Located near Galle, Sri Lanka, the region of Matara is a notable district of the south. Primarily a commercial district, Matara is a large coastal destination. Boasting of a rich heritage, the territory is largely unexplored by the international traveller.

Since early times, Matara has tied its origins to the heritage of the South. However, the region alone was recognised during the ancient kingdom of Polonnaruwa. It was then called ~Mahanagathota~. In addition, it is believed that King Maha Parakramabahu had sent armies to Matara to battle the armies of his enemy.

During the Colonial era, Matara came under the both Portuguese and the Dutch invaders. The first had called the region ‘Maturai’ denoting great fortress. The chronicles reveal that the region boasted of reserving acres and acres of cinnamon plantations. This was one of the key reasons for the Portuguese to focus on Matara.

In the 18th century, Matara was one of the coastal regions that the Dutch usurped from the Portuguese. When the Dutch established their rule on the shoreline, Matara was one of the largest areas that came under their administrative purview. When the Kandyan Kingdom attacked the administrative points of the Dutch, Matara was under their possession for almost a year, until the Dutch recaptured it. It was only second in strategic strength to the Galle Fort.

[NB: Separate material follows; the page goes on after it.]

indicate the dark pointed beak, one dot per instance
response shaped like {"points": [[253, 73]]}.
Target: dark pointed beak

The regions is also popular for producing legendary local authors and poets such as Kumaratunge Munidasa and Gajaman Nona.
Attractions in Matara

Enchanting visitors, the region of Matara preserves many fascinating sites including a few nearly intact Forts built during colonial occupation.

Matara Fort
The initial fortifications set by the Portuguese, the Matara Fort was further enhanced by the Dutch. Encompassing Dutch and English Architecture, the fort inside provides for an intriguing excursion. The nearly 40ft high tower found here was constructed during the British Colonial period.

Star Fort
The name stemming from the very shape of the fort, the Star Fort was constructed to protect the administration from military strikes from the Kandyan Kingdom. Complete with a deep moat, and could support a small garrison, store food and ammunition.

Parawi Dupatha Temple
Translated to Pigeon Island, Parawi Dupatha Temple is a small offshore island. The temple is set amidst the luscious greenery. It is also home to several Buddha statues and even a replica of the foot print found on Adam’s Peak.

Old Nupe Market
The structure here is said to have been built by the English while its preliminary settings would have been fortified by the Dutch. Despite this uncertainty, it was certainly used as a market during English occupation.

Dutch Reform Church
Found within the Dutch fort, the Dutch Reform Church is an enchanting colonial church. Consecrated in 1706, it is one of the oldest protestant churches in Sri Lanka that is still in use. An impressive treat for the culture thirsty traveller, the church preserves several gravestones backdating to the 17th century.